Intervention de Cyrille Perez

Délégation sénatoriale aux outre-mer — Réunion du 7 février 2019 : 1ère réunion
Représentation et visibilité des outre-mer dans l'audiovisuel public — Table ronde sur la production audiovisuelle outre-mer

Cyrille Perez, producteur à 13 Productions, et membre du bureau audiovisuel du Syndicat des producteurs indépendants (SPI) :

Je suis producteur à 13 Productions, installé à Marseille. Nous coproduisons actuellement, avec des sociétés de production de chaque territoire concerné, la collection « Gens de la terre », pour France Ô. Vous projetterez d'ailleurs dans dix jours, en avant-première au sein de votre délégation, un épisode concernant des femmes agricultrices de Mayotte.

Actuellement, France Télévisions consacre 420 millions d'euros à la création, dont moins de 1 % est affecté aux antennes d'outre-mer. De plus, les antennes premières des neuf territoires consacrent 5 % de leur budget à la création et 95 % aux frais de personnel et à l'information. Jusqu'à présent, France Ô assurait 20 à 50 % du volume horaire de ces antennes. Bien qu'un pôle outre-mer soit conservé à Malakoff, sa disparition posera des problèmes pour assurer le volume horaire de ces antennes. Or le budget de France Ô, de 25 millions d'euros, ne représente que 0,8 % du budget de France Télévisions, tandis que plusieurs centaines de millions d'euros d'économies sont évoquées.
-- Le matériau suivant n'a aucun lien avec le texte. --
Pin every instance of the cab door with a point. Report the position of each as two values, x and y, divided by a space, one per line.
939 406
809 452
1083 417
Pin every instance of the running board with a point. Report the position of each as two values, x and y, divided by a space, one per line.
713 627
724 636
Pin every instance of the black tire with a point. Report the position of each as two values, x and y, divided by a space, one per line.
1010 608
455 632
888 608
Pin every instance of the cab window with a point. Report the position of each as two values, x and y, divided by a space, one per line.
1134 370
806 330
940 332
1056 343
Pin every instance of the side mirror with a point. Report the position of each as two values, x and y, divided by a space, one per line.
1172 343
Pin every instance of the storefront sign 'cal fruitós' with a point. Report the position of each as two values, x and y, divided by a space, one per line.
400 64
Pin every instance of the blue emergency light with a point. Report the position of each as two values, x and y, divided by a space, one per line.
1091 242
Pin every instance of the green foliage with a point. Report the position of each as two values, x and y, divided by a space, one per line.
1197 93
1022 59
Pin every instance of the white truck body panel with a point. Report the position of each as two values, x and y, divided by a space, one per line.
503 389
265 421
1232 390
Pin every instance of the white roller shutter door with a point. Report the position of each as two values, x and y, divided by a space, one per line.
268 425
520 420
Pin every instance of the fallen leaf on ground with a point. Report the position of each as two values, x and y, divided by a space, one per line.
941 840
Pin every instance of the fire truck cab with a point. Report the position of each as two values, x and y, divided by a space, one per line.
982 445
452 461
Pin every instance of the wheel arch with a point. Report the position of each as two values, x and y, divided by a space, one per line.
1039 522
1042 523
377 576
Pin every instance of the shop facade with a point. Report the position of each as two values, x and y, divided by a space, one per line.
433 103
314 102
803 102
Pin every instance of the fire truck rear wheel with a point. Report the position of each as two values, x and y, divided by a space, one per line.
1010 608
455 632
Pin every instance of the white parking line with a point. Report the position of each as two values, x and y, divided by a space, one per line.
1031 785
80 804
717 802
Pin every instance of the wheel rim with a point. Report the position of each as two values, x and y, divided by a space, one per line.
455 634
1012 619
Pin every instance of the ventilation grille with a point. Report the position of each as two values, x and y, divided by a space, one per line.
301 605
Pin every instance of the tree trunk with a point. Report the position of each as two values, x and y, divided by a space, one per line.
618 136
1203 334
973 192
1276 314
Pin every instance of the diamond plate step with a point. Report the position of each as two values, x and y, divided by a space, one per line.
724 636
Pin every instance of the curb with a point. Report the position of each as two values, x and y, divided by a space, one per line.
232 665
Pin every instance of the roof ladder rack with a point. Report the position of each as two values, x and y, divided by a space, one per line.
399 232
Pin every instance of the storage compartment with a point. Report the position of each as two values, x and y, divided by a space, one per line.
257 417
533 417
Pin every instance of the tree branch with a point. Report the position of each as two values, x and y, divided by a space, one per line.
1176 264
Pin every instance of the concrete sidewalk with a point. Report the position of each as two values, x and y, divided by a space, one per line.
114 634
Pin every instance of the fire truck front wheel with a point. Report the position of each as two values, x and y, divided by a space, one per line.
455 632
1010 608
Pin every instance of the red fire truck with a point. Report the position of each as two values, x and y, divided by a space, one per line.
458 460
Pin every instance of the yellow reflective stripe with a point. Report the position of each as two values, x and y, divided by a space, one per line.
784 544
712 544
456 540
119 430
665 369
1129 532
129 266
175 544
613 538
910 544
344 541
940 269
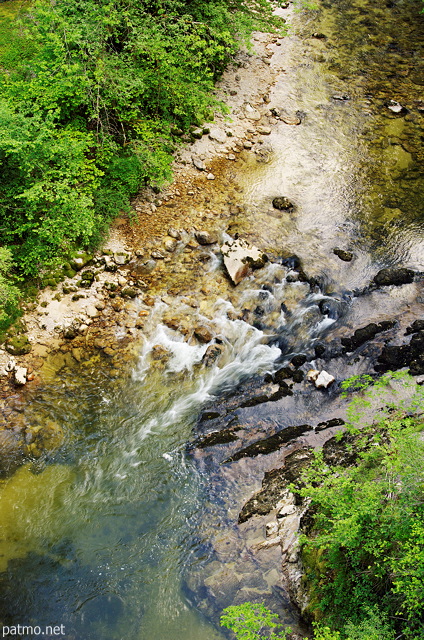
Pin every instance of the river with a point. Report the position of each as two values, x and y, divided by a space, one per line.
123 532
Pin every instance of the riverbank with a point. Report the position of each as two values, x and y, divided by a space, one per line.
194 358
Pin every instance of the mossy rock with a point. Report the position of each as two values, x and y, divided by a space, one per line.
18 345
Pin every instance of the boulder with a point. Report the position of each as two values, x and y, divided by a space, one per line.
394 275
204 237
346 256
199 164
240 257
218 135
321 379
282 203
21 375
212 353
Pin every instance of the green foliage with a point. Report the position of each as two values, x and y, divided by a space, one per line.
9 293
91 92
365 552
252 621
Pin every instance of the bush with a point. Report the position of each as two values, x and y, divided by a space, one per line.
364 555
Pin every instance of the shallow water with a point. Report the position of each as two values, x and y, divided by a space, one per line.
99 536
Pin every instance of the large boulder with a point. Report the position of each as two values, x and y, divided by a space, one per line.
394 275
240 257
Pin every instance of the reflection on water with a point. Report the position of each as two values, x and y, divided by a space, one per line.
96 536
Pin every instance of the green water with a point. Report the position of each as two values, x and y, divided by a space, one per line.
100 535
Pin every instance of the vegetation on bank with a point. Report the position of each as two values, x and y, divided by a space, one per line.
95 97
363 549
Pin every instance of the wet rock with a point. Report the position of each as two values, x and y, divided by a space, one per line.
20 375
218 135
159 352
340 97
366 333
174 233
11 451
212 354
251 113
87 279
203 334
205 238
346 256
199 164
417 325
223 436
334 422
321 379
292 120
80 260
271 444
275 483
298 360
7 364
282 203
396 108
18 345
70 332
170 245
240 257
394 276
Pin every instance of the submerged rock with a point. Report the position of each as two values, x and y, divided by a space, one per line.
346 256
282 203
394 275
321 379
240 257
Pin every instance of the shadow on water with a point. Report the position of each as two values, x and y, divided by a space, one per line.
101 535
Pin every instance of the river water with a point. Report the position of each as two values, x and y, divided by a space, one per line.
104 535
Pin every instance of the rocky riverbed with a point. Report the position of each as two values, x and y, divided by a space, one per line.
330 287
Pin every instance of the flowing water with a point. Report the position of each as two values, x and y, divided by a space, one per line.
100 536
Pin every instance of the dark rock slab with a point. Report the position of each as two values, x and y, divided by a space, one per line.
394 276
271 444
275 483
366 333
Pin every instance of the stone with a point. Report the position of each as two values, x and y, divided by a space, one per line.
341 97
394 276
251 113
204 237
170 245
321 379
282 203
396 108
218 135
121 258
240 257
346 256
18 345
20 375
7 364
203 334
290 119
212 353
199 164
174 233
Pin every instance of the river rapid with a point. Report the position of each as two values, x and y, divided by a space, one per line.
129 529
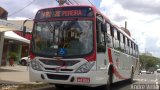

Enfin, France Télévisions consacre 101 millions d'euros aux documentaires, dont 12 millions seulement aux documentaires de France 3 régions et des chaînes La 1ère.

Le SPI, syndicat de 450 producteurs présents dans tous les territoires, a formulé diverses propositions dans le cadre de la réforme de l'audiovisuel public. Alors que France Télévisions annonce une couverture numérique de l'ensemble des territoires, il faut rappeler les nombreuses difficultés d'accès au numérique dans ceux-ci. Comment penser que dans certaines zones de Guyane ou de Nouvelle-Calédonie, les téléphones portables et les télévisions permettront de regarder un film en HD pendant 52 minutes, alors que certaines zones entre Marseille et Paris sont dépourvues de 3G et de 4G ? La plateforme numérique annoncée ne pourra donc pas donner accès aux programmes, sachant en outre que la population cible de France Télévisions est plutôt âgée.

Le syndicat propose que les différentes directions de France Télévisions portent un regard attentif sur le monde ultramarin. Toutes les directions, de la fiction comme des magazines et des documentaires, devraient comporter des conseillers à l'outre-mer. Celui-ci doit cesser d'être placé dans des ghettos éloignés du siège, à Malakoff ou ailleurs, où ils apparaissent comme « la huitième roue du carrosse » de France Télévisions. Ces conseillers pourraient être issus de ces territoires et seraient en tout cas habitués à les regarder, tout en sachant juger artistiquement les programmes, ce qui n'est pas le cas actuellement.

Il nous est aussi annoncé un prime time mensuel sur l'outre-mer, sur France Télévisions. Il s'agit d'un chiffre ridicule, sachant que la population ultramarine représente 5 % de la population de la France. Des quotas doivent donc être inscrits dans le COM de France Télévisions, bien que celle-ci les refuse en estimant qu'elle est déjà soumise à trop de quotas. La semaine dernière, le Président de la République répondait encore à votre collègue de l'Assemblée de Saint-Pierre-et-Miquelon qui lui faisait part des difficultés d'accès des producteurs ultramarins. Sans quotas pour les chansons françaises, les radios n'en diffuseraient plus.

Nous militons donc pour que les programmes ultramarins disposent de deux horaires par semaine, à des moments de grande écoute. Ces programmes ne doivent pas se limiter à la découverte des territoires, comme avec « Des racines et des ailes ». Ils doivent aussi concerner des sujets culturels et de société. France Télévisions produit déjà plus de mille heures de documentaires de société. Des programmes concernant la justice ou l'éducation dans les territoires d'outre-mer devraient aussi être diffusés. Pour y parvenir, les pouvoirs publics doivent inscrire des quotas dans les cahiers des charges des chaînes de télévision.

Une obligation de moyens s'impose également. Le budget de 0,8 % que j'ai évoqué est inadmissible. Les problèmes posés par la disparition de France Ô et les difficultés des premières risquent d'ailleurs d'être répliquées dans dix ans pour les régions métropolitaines. Nous militons donc pour un relèvement des obligations financières concernant la production patrimoniale, afin de passer à 25 millions d'euros, contre 12 millions actuellement.